All the Khembalis stared intently at Sridar or Charlie whenever they spoke. They made for a very attentive audience. They definitely had a presence. It had gotten to the point where Charlie felt that their Calcutta cottons, maroon vests, and sandals were normal, and that it was the room itself that was rather strange, so smooth and spotlessly gray. Suddenly it looked to him like the inside of a Gymboree crawl space.

“So you’ve been a sovereign country since 1960?” Sridar was saying.

“The relationship with India is a little more…complicated than that. We have had sovereignty in the sense you suggest since about 1993.” Drepung rehearsed the history of Khembalung, while Sridar asked questions and took notes.

“So fifteen feet above sea level at high tide,” Sridar said at the end of this recital. “Listen, one thing I have to say at the start we are not going to be able to promise you anything much in the way of results on this global warming thing. That’s been given up on by Congress ” He glanced at Charlie: “Sorry, Charlie. Maybe not so much given up on as swept under the rug.”

Charlie glowered despite himself. “Not by Senator Chase or anyone else who’s really paying attention to the world. And we’re still working on it, we’ve got a big bill coming up and ”

“Yes yes, of course,” Sridar said, holding up a hand to stop him before he got into rant mode. “You’re doing what you can. But let’s put it this way there are quite a few members of Congress who think of it as being too late to do anything.”

“Better late than never!” Charlie insisted, almost waking Joe.

“We understand,” Drepung said to Sridar, after a glance at the old man. “We won’t have any unrealistic expectations of you. We only hope to engage help that is experienced in the procedures used, the usual protocols you see. We ourselves will be responsible for the content of our appeals to the reluctant bodies, trusting you to arrange the meetings with them.”

Sridar kept his face blank, but Charlie knew what he was thinking.
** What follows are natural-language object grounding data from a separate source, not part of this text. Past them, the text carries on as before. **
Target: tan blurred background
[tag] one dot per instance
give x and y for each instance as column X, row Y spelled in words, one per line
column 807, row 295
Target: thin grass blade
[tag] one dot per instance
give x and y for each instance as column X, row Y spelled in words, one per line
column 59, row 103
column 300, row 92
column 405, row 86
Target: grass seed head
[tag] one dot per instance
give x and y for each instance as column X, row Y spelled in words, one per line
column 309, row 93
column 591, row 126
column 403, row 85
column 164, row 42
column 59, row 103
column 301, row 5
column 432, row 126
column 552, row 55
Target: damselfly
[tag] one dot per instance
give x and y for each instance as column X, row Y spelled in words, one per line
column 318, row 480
Sridar said, “We do our best to give our clients all the benefits of our expertise. I’m just reminding you that we are not miracle workers.”

The Khembalis nodded.

“The miracles will be our department,” Drepung said, face as blank as Sridar’s.
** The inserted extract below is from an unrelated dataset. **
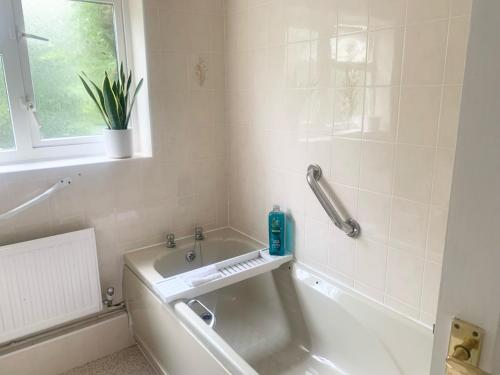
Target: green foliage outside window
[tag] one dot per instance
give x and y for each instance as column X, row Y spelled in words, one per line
column 81, row 38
Charlie thought, these two jokers might get along fine.

Slowly they worked out what they would expect from one another, and Sridar wrote down the details of an agreement. The Khembalis were happy to have him write up what in essence was their request for a proposal. “That sure makes it easier,” Sridar remarked. “A clever way to make me write you a fair deal.” During this part of the negotiation (for such it was) Joe finished waking up, so Charlie left them to it.

Later that day Sridar gave Charlie a call. Charlie was sitting on a bench in Dupont Circle, feeding Joe a bottle and watching two of the local chess hustlers practice on each other. They played too fast for Charlie to follow the game.
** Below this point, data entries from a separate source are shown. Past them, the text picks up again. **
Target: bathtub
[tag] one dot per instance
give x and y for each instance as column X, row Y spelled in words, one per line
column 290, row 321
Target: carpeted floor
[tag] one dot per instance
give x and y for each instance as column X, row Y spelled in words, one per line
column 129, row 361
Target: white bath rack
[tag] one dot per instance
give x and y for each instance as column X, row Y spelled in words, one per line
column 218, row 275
“Look, Charlie, this is a bit ingrown, since you put me in touch with these guys, but really it’s your man that the lamas ought to be meeting first, or at least early on. The Foreign Relations Committee is one of the main ones we’ll have to work on, so it all begins with Chase. Can you set us up with a good chunk of the senator’s quality time?”

“I can with some lead time,” Charlie said, glancing at Phil’s master calendar on his wrist screen. “How about next Thursday, he’s had a cancellation?”

“Is that late morning, so he’s at his best?”

“He’s always at his best.”

“Yeah right.”

“No I’m serious. You don’t know Phil.”

“I’ll take your word for it. Thursday at?…”

“Ten to ten-twenty.”

“Perfect.”

Charlie could have made a good case for the energy of Senator Phil Chase being more or less invariant, and always very high. Here in the latter part of his third term he had fully settled into Washington, and his seniority was such that he had become very powerful, and very busy. He was constantly on the go, with every hour from six A.M. to midnight scheduled in twenty-minute units. It was hard to understand how he could keep his easy demeanor and relaxed ways.